What this reminiscence had to do with Agnes Anne’s being allowed to go to Miss Huntingdon’s I do not quite see. But learned men are much like others, and somehow the little speech softened my father. So Agnes Anne went, as, indeed, my mother had resolved from the beginning that she should. And it was through Agnes Anne that my temptation came.

She made a friend there. Agnes Anne always must have one bosom friend of her own sex. For this Irma was too old, as well as too brilliant, too fitful, fairylike, changeful in her mood to serve long. Besides, she awed Agnes Anne too much to allow her to confide in her properly. And without hour-long confessions all about nothing, Agnes Anne had no use for any girl friend. There was an unwritten convention that one should listen sympathetically to the other’s tale of secrets, no matter how long and involved, always on the supposition that the service should be mutual.

Charlotte Anderson was the name of Agnes Anne’s friend. In a week’s time these two were seldom separate, and wandered about our garden, and under the tall pine umbrellas with bent heads and arms lovingly interlaced. Charlotte was a pretty girl, blooming, fresh, rosy, with a pair of bold black eyes which at once denied and defied, and then, as it were, suddenly drooped yieldingly. I was a fool. I might have known—only I did not.

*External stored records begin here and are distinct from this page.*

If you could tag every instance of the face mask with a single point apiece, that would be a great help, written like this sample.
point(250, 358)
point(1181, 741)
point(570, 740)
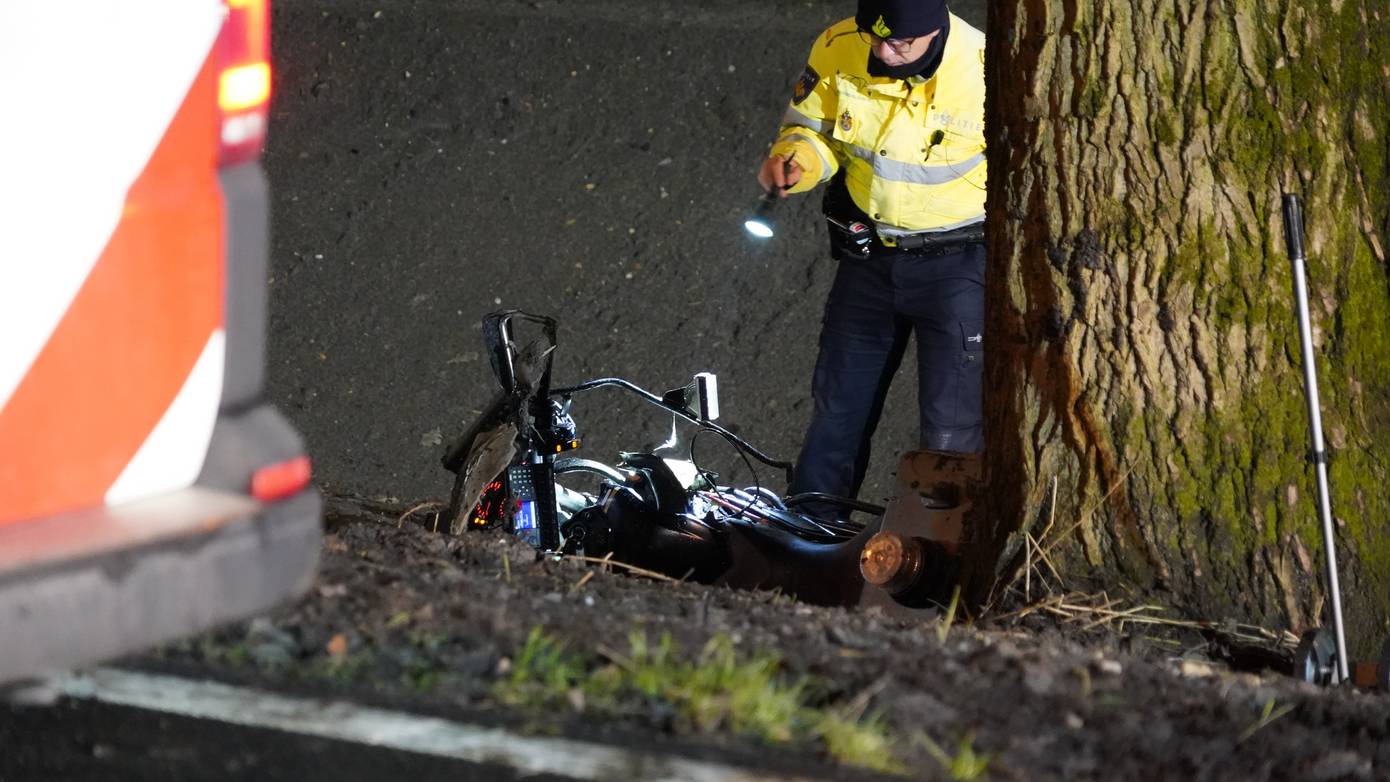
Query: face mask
point(925, 65)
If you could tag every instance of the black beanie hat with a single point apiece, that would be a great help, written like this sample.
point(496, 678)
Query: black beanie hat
point(901, 18)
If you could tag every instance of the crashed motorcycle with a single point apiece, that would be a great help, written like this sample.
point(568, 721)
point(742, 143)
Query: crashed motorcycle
point(660, 510)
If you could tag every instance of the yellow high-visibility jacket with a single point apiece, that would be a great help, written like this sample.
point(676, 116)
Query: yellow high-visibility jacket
point(913, 152)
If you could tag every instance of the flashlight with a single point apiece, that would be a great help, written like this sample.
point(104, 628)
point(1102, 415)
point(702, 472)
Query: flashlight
point(761, 224)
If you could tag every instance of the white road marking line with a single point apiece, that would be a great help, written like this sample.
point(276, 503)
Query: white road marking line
point(391, 729)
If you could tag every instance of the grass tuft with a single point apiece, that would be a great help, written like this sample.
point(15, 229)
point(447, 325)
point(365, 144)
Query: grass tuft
point(715, 691)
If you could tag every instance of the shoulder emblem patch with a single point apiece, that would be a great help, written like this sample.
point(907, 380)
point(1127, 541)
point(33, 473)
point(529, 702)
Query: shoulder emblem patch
point(805, 84)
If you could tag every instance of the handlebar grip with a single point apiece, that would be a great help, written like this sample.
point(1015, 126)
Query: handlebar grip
point(1293, 227)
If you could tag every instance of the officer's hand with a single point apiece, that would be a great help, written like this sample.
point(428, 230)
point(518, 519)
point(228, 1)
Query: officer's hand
point(780, 172)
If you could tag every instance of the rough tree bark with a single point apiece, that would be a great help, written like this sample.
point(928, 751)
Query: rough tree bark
point(1144, 346)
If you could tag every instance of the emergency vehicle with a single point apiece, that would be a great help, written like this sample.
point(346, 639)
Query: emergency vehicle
point(146, 489)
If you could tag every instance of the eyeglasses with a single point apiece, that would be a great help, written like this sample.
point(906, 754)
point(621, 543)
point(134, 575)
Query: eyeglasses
point(898, 45)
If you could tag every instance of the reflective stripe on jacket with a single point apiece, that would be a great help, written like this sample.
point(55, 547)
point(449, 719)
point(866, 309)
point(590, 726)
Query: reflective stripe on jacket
point(913, 152)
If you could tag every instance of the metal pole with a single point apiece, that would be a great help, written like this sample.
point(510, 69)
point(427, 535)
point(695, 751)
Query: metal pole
point(1294, 236)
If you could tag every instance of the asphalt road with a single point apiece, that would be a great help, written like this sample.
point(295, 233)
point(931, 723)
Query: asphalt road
point(590, 160)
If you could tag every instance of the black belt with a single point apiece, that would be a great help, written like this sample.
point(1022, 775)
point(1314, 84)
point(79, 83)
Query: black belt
point(934, 240)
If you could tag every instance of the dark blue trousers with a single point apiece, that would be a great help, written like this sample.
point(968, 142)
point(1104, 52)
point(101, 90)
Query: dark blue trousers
point(875, 306)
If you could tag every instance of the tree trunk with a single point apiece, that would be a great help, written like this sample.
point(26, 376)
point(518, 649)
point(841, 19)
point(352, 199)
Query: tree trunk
point(1144, 349)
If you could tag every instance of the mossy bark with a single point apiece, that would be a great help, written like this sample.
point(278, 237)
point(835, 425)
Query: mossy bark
point(1143, 339)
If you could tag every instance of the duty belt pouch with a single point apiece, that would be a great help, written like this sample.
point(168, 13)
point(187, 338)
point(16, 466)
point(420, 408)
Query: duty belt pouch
point(851, 231)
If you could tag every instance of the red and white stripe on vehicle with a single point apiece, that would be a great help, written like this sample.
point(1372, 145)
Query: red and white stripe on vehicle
point(113, 240)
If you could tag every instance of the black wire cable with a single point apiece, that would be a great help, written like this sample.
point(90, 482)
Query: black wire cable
point(709, 477)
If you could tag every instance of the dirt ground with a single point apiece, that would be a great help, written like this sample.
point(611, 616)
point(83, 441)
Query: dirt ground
point(406, 614)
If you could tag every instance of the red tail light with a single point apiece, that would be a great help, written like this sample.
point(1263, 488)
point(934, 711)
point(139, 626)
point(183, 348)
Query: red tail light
point(243, 79)
point(281, 479)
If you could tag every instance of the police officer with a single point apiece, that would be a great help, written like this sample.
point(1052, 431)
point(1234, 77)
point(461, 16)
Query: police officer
point(890, 115)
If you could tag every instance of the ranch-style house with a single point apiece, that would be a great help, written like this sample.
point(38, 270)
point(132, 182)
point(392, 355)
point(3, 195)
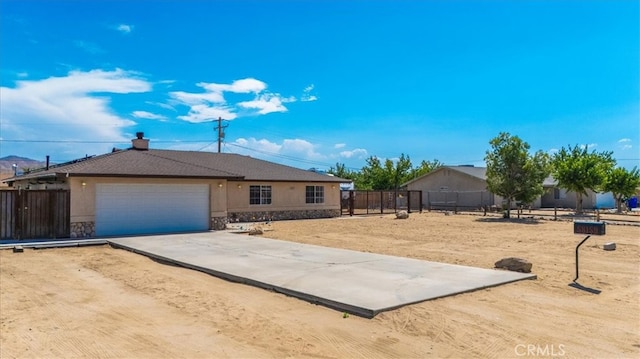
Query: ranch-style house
point(144, 191)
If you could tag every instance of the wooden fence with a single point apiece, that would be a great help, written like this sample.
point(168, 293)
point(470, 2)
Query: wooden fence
point(372, 202)
point(34, 214)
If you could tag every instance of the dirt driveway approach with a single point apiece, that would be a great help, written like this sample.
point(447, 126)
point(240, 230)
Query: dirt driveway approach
point(105, 302)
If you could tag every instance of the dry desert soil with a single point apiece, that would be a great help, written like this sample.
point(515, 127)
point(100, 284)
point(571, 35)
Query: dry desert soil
point(101, 302)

Now my idea was to make just as much love to Charlotte as would warn Miss Irma that she was in danger of losing me and to assist me in this (though I did not reveal my intention of merely baiting my trap with her) who more willing than Charlotte Anderson!

But I had counted without two somewhat important factors—Miss Irma, and Miss Seraphina Huntingdon. I was utterly deceived about the character of Irma, and I had no idea of the extreme notions of rigid propriety upon which Miss Seraphina conducted her business, nor of the explanation of the large proportion of successful weddings in which the lady mantua-maker had played the part of subordinate providence.

Indeed, certain of the light-minded youth of Eden Valley called the parlour with the faded red velvet chairs by the name of “Little Heaven”—because so many marriages had been made there.